If I had to pick only a few sealants, I’d pick the first four on the chart.  They’re a mix of matte, satin and gloss finishes.  They generally withstood repeated attempts to scratch them off.

Liquid polymer clays gave the best results, which shouldn’t be a surprise, since they’re the most compatible with polymer clay.
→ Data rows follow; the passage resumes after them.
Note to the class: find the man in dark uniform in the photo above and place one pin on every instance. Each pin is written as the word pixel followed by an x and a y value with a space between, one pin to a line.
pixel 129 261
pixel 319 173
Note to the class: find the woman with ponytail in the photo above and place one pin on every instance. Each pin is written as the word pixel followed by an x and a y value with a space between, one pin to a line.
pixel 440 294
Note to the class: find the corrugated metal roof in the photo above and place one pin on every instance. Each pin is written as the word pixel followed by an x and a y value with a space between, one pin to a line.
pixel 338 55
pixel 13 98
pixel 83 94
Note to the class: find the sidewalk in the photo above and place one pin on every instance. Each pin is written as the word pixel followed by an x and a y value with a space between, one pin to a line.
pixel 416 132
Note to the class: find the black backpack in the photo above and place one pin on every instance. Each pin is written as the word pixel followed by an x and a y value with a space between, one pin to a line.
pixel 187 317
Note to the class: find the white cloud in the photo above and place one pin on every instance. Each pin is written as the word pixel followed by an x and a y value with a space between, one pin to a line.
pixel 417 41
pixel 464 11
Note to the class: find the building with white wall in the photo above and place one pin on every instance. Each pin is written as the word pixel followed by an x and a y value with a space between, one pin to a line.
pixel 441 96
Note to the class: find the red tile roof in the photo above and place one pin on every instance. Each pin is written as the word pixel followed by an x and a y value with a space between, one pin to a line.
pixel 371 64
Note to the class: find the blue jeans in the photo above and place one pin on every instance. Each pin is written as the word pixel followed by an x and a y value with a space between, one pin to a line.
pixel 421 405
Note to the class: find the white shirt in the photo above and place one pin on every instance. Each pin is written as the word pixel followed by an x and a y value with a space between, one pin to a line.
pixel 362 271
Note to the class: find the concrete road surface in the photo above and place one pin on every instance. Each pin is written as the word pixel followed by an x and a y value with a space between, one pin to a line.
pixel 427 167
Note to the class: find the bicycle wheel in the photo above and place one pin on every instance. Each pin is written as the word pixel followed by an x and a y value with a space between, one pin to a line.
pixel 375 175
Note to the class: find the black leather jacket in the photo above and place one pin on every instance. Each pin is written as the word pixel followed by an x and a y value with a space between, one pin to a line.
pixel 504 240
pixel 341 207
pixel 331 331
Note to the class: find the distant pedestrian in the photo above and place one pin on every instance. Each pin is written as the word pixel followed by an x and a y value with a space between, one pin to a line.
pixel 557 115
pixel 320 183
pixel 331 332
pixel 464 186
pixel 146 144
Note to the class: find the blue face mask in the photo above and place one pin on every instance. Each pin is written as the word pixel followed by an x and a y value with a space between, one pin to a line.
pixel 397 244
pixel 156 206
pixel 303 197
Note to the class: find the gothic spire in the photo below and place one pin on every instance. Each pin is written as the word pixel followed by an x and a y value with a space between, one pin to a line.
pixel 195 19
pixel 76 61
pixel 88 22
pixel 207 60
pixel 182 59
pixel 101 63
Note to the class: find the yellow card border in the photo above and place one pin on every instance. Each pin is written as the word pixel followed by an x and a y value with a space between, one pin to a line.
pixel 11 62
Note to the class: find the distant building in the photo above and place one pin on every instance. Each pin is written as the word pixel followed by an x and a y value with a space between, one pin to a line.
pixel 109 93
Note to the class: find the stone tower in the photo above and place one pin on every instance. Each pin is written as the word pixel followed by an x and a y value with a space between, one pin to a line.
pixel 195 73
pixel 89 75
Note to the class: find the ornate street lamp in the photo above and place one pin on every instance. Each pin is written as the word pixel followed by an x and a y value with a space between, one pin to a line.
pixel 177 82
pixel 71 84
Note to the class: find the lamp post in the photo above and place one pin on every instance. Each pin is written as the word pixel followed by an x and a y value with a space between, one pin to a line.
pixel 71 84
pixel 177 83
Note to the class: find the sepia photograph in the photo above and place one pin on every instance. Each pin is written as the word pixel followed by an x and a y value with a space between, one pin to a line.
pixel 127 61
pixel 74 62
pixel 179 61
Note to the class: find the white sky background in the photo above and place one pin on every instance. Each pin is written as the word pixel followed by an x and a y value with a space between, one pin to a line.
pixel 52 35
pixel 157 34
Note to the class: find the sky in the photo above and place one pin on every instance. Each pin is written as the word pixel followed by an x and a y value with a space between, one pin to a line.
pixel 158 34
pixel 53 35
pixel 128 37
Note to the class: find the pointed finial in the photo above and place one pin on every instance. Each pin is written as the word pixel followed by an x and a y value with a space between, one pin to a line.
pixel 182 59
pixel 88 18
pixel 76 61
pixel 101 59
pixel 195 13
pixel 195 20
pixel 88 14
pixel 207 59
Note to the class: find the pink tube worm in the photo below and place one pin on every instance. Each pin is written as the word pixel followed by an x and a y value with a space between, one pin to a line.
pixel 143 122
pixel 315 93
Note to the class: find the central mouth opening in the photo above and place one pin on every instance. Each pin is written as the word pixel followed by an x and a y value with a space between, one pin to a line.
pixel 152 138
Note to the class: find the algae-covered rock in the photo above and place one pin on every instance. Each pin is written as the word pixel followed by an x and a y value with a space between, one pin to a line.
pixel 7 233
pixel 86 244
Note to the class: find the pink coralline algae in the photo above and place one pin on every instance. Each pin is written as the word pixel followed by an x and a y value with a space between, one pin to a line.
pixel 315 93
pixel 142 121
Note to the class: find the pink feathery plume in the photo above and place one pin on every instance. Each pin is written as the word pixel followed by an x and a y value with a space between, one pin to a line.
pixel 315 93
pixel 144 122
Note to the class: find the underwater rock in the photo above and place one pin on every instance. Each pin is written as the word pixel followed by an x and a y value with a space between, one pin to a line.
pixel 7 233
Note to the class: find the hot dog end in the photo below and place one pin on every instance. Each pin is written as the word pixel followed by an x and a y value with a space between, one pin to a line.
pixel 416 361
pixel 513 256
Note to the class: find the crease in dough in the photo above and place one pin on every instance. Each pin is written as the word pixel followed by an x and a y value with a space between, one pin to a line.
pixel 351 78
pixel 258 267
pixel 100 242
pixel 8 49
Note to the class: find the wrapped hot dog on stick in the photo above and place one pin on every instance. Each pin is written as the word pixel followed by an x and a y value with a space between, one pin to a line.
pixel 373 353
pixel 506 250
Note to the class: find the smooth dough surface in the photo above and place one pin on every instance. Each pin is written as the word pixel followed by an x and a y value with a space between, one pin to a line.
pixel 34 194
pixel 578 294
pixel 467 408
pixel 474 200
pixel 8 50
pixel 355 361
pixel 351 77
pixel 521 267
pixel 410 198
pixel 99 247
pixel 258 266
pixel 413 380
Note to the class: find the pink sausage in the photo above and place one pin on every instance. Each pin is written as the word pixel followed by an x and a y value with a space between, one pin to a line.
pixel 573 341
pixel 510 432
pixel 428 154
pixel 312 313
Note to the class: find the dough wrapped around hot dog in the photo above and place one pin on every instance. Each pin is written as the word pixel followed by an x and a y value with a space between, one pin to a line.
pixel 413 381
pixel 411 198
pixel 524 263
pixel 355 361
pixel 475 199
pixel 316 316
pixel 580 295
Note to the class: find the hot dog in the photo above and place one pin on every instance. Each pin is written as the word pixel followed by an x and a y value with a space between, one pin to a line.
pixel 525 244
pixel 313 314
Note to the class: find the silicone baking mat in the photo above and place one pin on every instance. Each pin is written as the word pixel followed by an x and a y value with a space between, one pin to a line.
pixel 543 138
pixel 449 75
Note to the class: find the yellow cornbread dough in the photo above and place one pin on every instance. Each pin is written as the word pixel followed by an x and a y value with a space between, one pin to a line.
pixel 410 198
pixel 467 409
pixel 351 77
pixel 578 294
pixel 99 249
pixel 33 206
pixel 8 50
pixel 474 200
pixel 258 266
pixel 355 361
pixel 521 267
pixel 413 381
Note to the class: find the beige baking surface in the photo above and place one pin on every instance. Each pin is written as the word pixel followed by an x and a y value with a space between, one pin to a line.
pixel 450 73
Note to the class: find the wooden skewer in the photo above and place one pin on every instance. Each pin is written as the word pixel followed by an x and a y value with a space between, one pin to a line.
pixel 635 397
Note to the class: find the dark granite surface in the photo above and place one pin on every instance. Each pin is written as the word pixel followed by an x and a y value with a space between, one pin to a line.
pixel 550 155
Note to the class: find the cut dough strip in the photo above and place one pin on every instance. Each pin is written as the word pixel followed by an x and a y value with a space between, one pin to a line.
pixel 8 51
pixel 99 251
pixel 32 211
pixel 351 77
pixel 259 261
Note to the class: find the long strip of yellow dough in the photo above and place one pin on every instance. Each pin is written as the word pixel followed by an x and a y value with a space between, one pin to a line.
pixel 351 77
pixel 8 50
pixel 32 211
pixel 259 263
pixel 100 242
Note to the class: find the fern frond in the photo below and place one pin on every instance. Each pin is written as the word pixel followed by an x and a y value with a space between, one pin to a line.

A very thin layer of translucent polymer clay can also make a good seal.

If DecoArt One Step Crackle is applied very thinly, it practically doesn’t crackle.

It’s important to note that different sealants perform better on different surfaces.  Many of these sealants aren’t meant for polymer clay, mica powders or metal leaf.

Final Coat and Renaissance Wax are very thin and would probably benefit from multiple coats.

I tried Ranger’s Distress Crackle Paint, but it completely flaked off the clay as it dried.


Many of these sealants need to be used in a well-ventilated room.  Be sure to follow the directions on the label.  Good ventilation pertains to using a heat gun, too, as cooking with it makes fumes.

It’s important to test any sealants for yourself.  If you’ve found the perfect sealant, please let me know.

I’ve read of sealants becoming sticky over time, so I’ll repost results after a few months to see if any sealants have changed.  Please read Ginger Davis Allman’s very thorough testing over a period of months.

P.S. I bought all these products myself and received nothing from the manufacturers.